Braudy thinks strong, wide-appeal films about inequality are still possible. “A movie has to present these things in terms of individual people -- a film can tie a mystery on the individual level, a romance, or a familiar dramatic story in with a larger perspective. 'Chinatown' is a perfect example.” Something smart and tough-minded can come again.
“As long as there are Oscars, there will be prestige films,” says Braudy. “And people will try to deal with serious issues. What shape those will take is the important question.
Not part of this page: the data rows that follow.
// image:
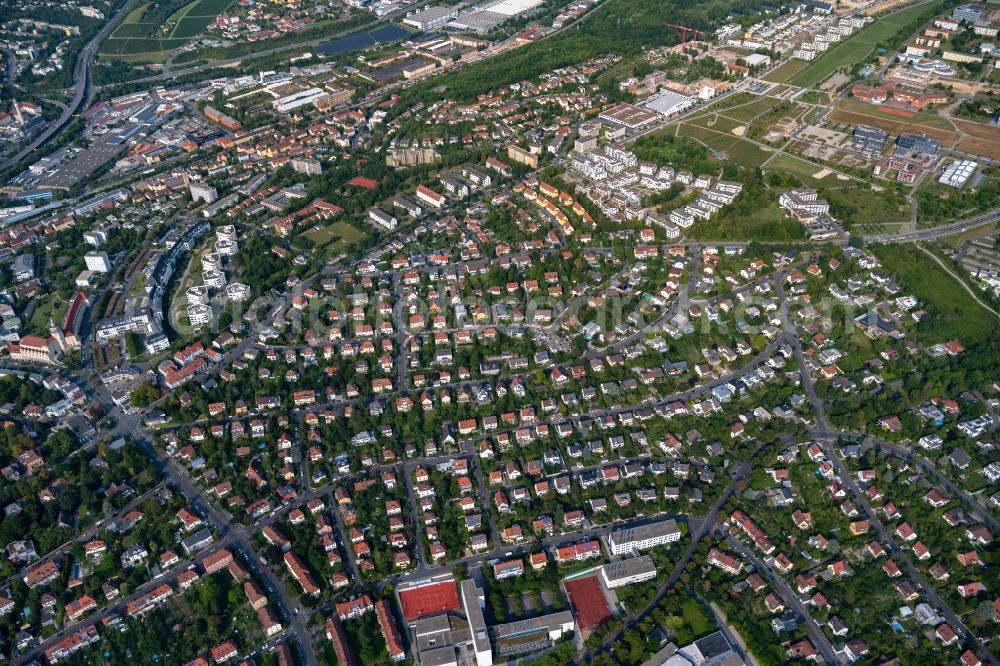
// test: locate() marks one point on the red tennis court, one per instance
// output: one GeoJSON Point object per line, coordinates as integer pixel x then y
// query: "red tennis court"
{"type": "Point", "coordinates": [428, 599]}
{"type": "Point", "coordinates": [589, 604]}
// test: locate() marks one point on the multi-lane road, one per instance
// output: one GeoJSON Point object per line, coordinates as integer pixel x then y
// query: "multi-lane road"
{"type": "Point", "coordinates": [81, 86]}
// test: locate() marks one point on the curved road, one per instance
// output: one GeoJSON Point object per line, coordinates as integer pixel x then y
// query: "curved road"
{"type": "Point", "coordinates": [81, 86]}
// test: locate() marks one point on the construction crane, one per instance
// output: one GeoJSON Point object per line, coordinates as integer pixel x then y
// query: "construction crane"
{"type": "Point", "coordinates": [684, 31]}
Will it be a displaced film – what we’re talking about now, but set in the ‘70s or ‘80s?”
Until then, we have books: Mainstream publishers don’t love bad news either, but the work of Barbara Ehrenreich, the social criticism of Thomas Frank, and George Packer’s "The Unwinding" (itself a kind of documentary in prose) all capture the cause and effect of our current state.
And it may be that work engaged with social, political and economic issues will come from television. So far, shows like "The Wire," which came out before the economic crisis, may be the best at looking squarely at how politics and economics works in 21st century America. But there’s no shortage of other shows – "The Sopranos," "Breaking Bad," "House of Cards," "Treme" – that look beneath the surface of American life better than most films. Even something as slick as "Mad Men" has serious social criticism tucked into its fedora.
Biskind holds out some hope for politically minded stars like George Clooney and Brad Pitt – who have directed or produced films that tackle political or economic subjects. This doesn’t always lead to great work. “There was a fracking film ['Promised Land'] that Matt Damon starred in that was pretty preachy,” he says. “It’s not like those themes, on their own, can make a great movie. But it’s nice to have movies that are about something. A steady diet of superheroes is insane – it’s like a trip back to the Roman Empire, with bread and circuses.”
If you’re growing weary of waiting for mainstream filmmakers to turn out a movie that looks squarely at income inequality or at the Great Recession and the world it’s made, you’re not alone. None of the major Wall Street players who provoked the financial crisis have gone to jail, either. If you’re eager to see justice, or a serious imaginative treatment of the New Normal, you’ll have to – for now -- keep on waiting. And until American movies face American reality, an engaged anger is the only proper response.